16 septiembre 2015
Los ojos autentican un retrato. Al eliminarlos, negamos ese retrato o, en el mejor de los casos, lo trasladamos a otro territorio, negamos el género retrato para convertirlo en otra cosa. Tapados los ojos, estamos obligados a buscar en el resto de la imagen. Los ojos en un rostro y las personas en un paisaje actúan de un modo similar: obligan a la mirada del espectador a converger allí. En los retratos “sin ojos” de Juan Manuel Díaz Burgos, el personaje fotografiado se disuelve en sus ropajes, en sus objetos queridos, en sus colores esenciales. La identidad individual experimenta así un cambio de escala, da paso a la identidad colectiva, se transforma en arquetipo.
Podríamos pensar que la serie de retratos, con los ojos cerrados, realizada por Pere Formiguera (“Ulls clucs”, 1998-2001), es un trabajo similar al que estamos comentando. Sin embargo, se trata de todo lo contrario. Los ojos cerrados de estas personas nos exigen un trayecto en dirección opuesta. No deambulamos en busca de hallazgos por la corteza de la imagen, buscamos en el interior de cada personaje (no es irrelevante que los retratos correspondan a personas conocidas). La superficie de las fotografías de Pere Formiguera es mucho menos explícita, más austera. En ese viaje al interior no encontraremos demasiadas cosas más allá de la constatación de cuánto ignoramos sobre estos semblantes plegados sobre sí mismos.También la serie «Máscaras», de Alberto Schommer, de mediados de los ochenta, nos muestra un conjunto de rostros de intelectuales iluminados de de tal modo que sus ojos quedan convertidos en agujeros negros en los que sumergirse, pozos oscuros en máscaras «orográficas» que intentan trasladarnos inútilmente a otra dimensión.
Una venda en los ojos nos puede evocar algún juego infantil, quizás una fantasía erótica, incluso un pelotón de fusilamiento. Hay un expresionismo excesivo y a veces barroco en los retratos (?) de Díaz Burgos, que deriva de su voluntad de crear patrones, paradigmas de identidades colectivas. No estamos ante un juego de sutilezas.
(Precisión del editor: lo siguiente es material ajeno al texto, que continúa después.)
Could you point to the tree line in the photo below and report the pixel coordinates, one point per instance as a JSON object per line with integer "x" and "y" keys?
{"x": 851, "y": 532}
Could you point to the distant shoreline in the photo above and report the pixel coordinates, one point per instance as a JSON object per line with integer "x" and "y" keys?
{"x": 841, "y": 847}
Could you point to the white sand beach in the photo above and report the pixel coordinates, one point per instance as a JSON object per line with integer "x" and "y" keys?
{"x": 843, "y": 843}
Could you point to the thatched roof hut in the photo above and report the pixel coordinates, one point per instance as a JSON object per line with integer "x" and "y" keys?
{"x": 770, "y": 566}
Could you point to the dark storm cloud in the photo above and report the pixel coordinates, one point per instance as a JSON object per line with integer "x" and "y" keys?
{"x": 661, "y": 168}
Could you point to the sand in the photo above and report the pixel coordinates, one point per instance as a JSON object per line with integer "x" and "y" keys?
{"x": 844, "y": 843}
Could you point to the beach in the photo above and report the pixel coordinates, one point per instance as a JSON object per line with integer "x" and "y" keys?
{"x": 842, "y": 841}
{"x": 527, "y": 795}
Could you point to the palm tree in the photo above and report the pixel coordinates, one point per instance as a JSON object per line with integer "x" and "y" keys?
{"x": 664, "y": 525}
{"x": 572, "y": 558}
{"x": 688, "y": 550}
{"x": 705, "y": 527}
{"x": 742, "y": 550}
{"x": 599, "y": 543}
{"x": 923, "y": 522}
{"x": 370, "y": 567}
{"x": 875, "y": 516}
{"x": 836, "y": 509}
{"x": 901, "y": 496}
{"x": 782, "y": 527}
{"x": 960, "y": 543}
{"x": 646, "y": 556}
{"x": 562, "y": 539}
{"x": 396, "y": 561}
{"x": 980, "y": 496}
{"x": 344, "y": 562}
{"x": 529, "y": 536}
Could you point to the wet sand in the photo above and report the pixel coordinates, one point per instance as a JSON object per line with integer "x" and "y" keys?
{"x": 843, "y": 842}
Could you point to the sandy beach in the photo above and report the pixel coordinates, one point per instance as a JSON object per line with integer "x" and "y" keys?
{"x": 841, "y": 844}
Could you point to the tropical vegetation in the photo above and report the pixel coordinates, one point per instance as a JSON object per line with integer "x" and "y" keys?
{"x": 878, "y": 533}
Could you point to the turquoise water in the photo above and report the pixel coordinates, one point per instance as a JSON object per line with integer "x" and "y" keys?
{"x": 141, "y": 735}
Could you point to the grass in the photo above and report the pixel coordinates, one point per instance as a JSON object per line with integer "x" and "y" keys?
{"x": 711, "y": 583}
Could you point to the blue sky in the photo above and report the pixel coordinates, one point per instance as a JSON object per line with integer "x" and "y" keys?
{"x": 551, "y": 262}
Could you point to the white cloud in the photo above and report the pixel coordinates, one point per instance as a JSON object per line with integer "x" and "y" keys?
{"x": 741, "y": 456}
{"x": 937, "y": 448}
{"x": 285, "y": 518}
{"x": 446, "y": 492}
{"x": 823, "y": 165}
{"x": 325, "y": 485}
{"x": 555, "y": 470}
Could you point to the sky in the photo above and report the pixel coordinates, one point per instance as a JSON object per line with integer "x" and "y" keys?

En el intento, además, quedan deshilvanados otros registros, que también los hay, y que no sé si nos desorientan o si es que, en la distancia, nos hacen ver que aún es más limitado de lo que creemos nuestro conocimiento sobre la vida en otros lugares.
Cada uno de los retratos es una certificación a grandes voces de la ignorancia de los retratados sobre el hecho del retrato, convertidos en posibles “víctimas” de quien les mira desde la cámara y lo ha dispuesto todo pensando en sus intereses. Pero, a la vez, percibimos que el modelo tiene una confianza total en el fotógrafo, confianza que no sería posible si los intereses de este último no le fueran transparentes. Debe haber amistad entre los dos o, al menos, una fe “ciega” en quien maneja el dispositivo fotográfico. Creo, finalmente, que los estereotipos a los que se refiere Díaz Burgos en algún lugar configuran entre todos un único retrato –el suyo mismo–, elaborado con su propio lado caribeño, el que ha ido conformando con sus hallazgos durante más de veinte años de viajes a aquellos confines que le son tan queridos.